My wife has a 1993 Nissan altima. After driving on the freeway fo . Quite some time I reached my exit. When I slowed down I smelled coolant and when I looked at my temperature guage it was red lined. I barely rolled into the gas station that was off of the exit. After getteng some coolant into it I realized that it was leaking from somewhere and quickly. I went and got some stop leak and after following the directions the car had stopped leaking and temp went back to normal. I left the gas station to return home but as soon as I got a quarter of the way home it skyrocketed again. I turned on the heater which was not even blowing hot and the temp went down.

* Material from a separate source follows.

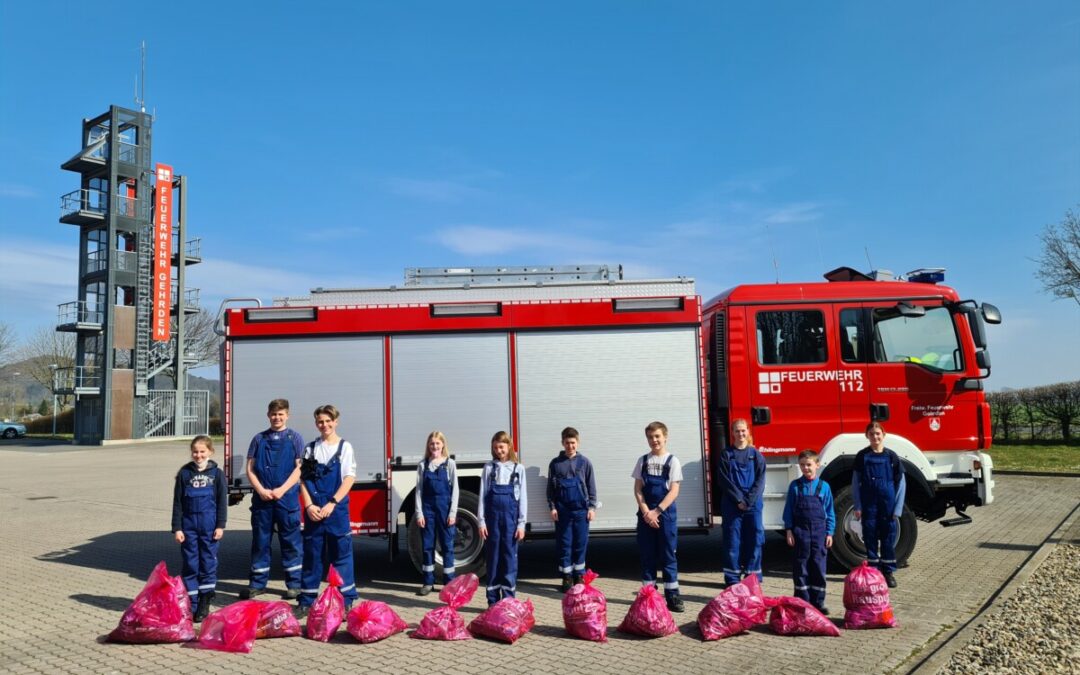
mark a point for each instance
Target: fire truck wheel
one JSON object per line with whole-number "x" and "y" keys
{"x": 468, "y": 545}
{"x": 848, "y": 550}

Got to my exit and the temp had gone up again but this time my car died on me. I walked home thinking I'll come back when its cooled down. I returned four hours later but now it won't start at all it only makes a wineding sound. Please tell me its a cheap and easy fix!!!!


----------



## smj999smj (Jan 1, 2006)

Well, there's no way to tell if it's a cheap and easy fix unless we know what's wrong with it and hopefully the overheat didn't cause a bigger issue, like a blown head gasket. If you get it to where you can work on it, you may want to start by adding water to the system (no sense wasting antifreeze at this point because you may have to drain the system, anyway) and pulling the spark plugs. Crank the engine and make sure there is no water pushing out of the spark plug holes. If it does, than you have a head gasket issue (and possibly something that caused the issue, like a stuck thermostat, bad radiator, etc.) and it's not going to be cheap nor easy to fix. If it looks good, then you may want to do a compression test if you have the equipment, since the plugs are already out and just to check that it's good. Also, look at the spark plugs while they are out. Also, check the oil dipstick for signs of water. 
If all is good to this point, then you need to find out why it is not starting; check for spark and make sure it's getting fuel (see if it'll start on carb cleaner after spraying it into the engine, which is an easy way to find out if it's a fuel delivery concern. After that is figured out, the cooling system should be pressure tested to find any leaks that need to be fixed. I would plan on replacing the thermostat (genuine Nissan is best). If there are no leaks, than you could have a clogged radiator. A bad or non-working electric fan can cause overheating, but this will typically be an issue at idle and slow speeds and not at highways speeds, where the air forced through the radiator is usually sufficient for cooling. Make sure there is no blockage of airflow though the A/C condenser and radiator cores. Make sure the water pump's not leaking. Also, these engine are known for developing air pockets when the coolant is low, so the system must be purged properly after filling the system or hot pockets and possible overheating can occur just due to that. Good luck and keep us up to date!


----------